Aunt Myrt died last month and I suppose I have known for the last year it would be soon. I knew the day she died, knew when I saw the light blinking on the answering machine with the message from my mom. I loved Aunt Myrt because she loved my mother. She loved me too, but she never knew me the way she knew my mother, who she loved like her own daughter. Having no children of her own, she cared for everyone else’s children. Now grown and spanning the ages of twenty to sixty, the children she’s loved each think they were her favorite.

I finally bought yarn and needles and started a scarf. Never stopping to think, “I don’t know how to do this.” Some odd mother-line osmosis gave me the innate ability to crochet with only a quick glance at instructions. Every time I pick up the needle I have to concentrate at first: around, down, around, pull through, around, pull through two, around, pull through two more. After a few rows my fingers fly and stitch-by-stitch a scarf flows from my hands.

It makes so much sense for me to crochet, I told myself. I can make all my holiday gifts. But when I started the scarf, when I tied my first loop knot to begin, I felt nothing logical. The first stitches, the first rows were like a big sigh after holding my breath. I crocheted and cried. This first purple scarf will be full of wanting.
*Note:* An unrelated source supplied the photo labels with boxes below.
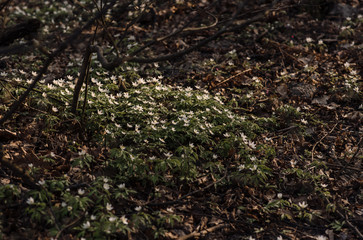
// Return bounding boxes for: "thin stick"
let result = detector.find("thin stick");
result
[177,224,230,240]
[213,69,252,89]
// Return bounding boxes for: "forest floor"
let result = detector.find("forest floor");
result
[0,1,363,240]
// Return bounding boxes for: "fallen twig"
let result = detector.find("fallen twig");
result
[177,224,230,240]
[311,121,339,161]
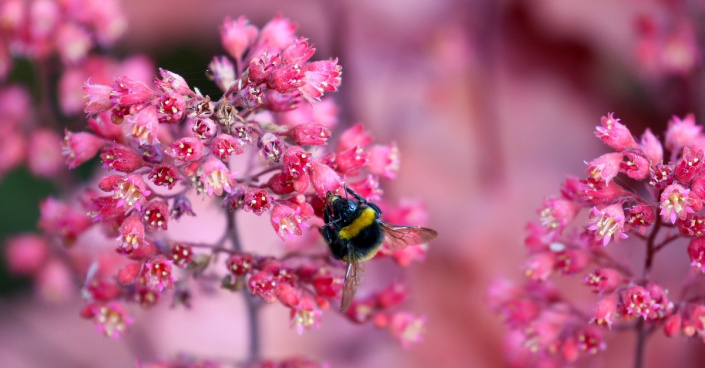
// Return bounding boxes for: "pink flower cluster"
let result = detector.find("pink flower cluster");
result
[8,14,426,367]
[489,114,705,366]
Wanting to be part of my family I feel so far from though geographically they are close.

One row is an apology because I did not go to Aunt Myrt’s funeral. It is a weakness I hope to outgrow, but I cannot go to funerals. I fear the sorrow may consume me and I will never stop crying. There are rows and rows of love. Maternal love, not just from biological mothers, but also the kind my aunt gave my mom, and she gave my sister and me, and we all give to each other.
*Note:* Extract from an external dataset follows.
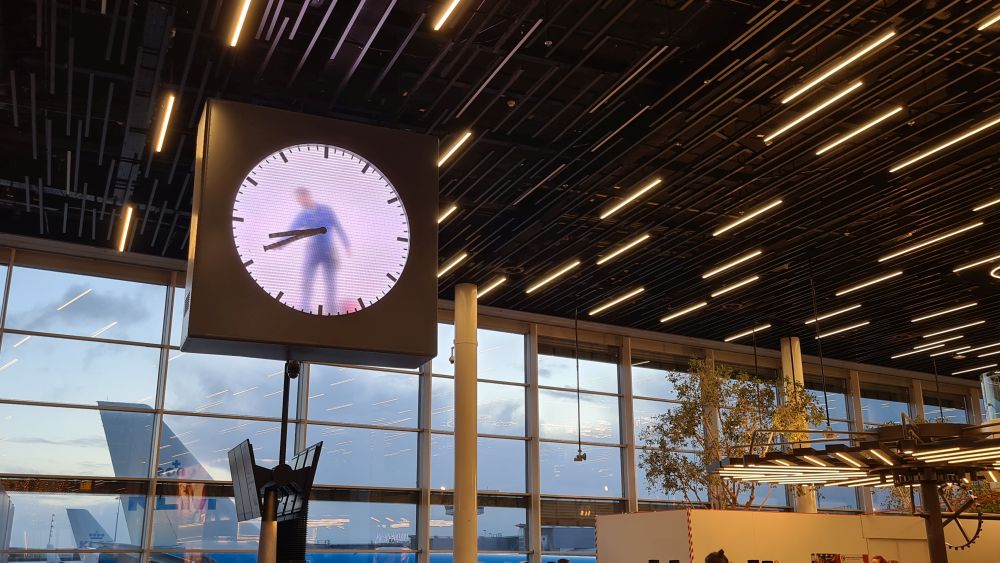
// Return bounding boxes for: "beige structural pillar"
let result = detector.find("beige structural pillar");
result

There is a row of forgiveness for the times my big spirit scared them and they tried to hold me back. And a row of sorrow for the years apart. A row of the things I never told them that I wish I could. Another row of apology for the mean things I said and did and wish I hadn’t.

Around, down, around, pull though, around, pull through two, around, pull through two more. I crochet now to relax, to think, and when I don’t know what else to do. The very act conjures up the spirit of my aunt and my mother and I feel the gift of their love and strength, the hope that forgiveness brings, and the grounded feeling of being true to myself, honoring both what I’ve been given and what I’ve become on my own.

Soon it will be winter, and I know this scarf and the peace it brings will keep me warm.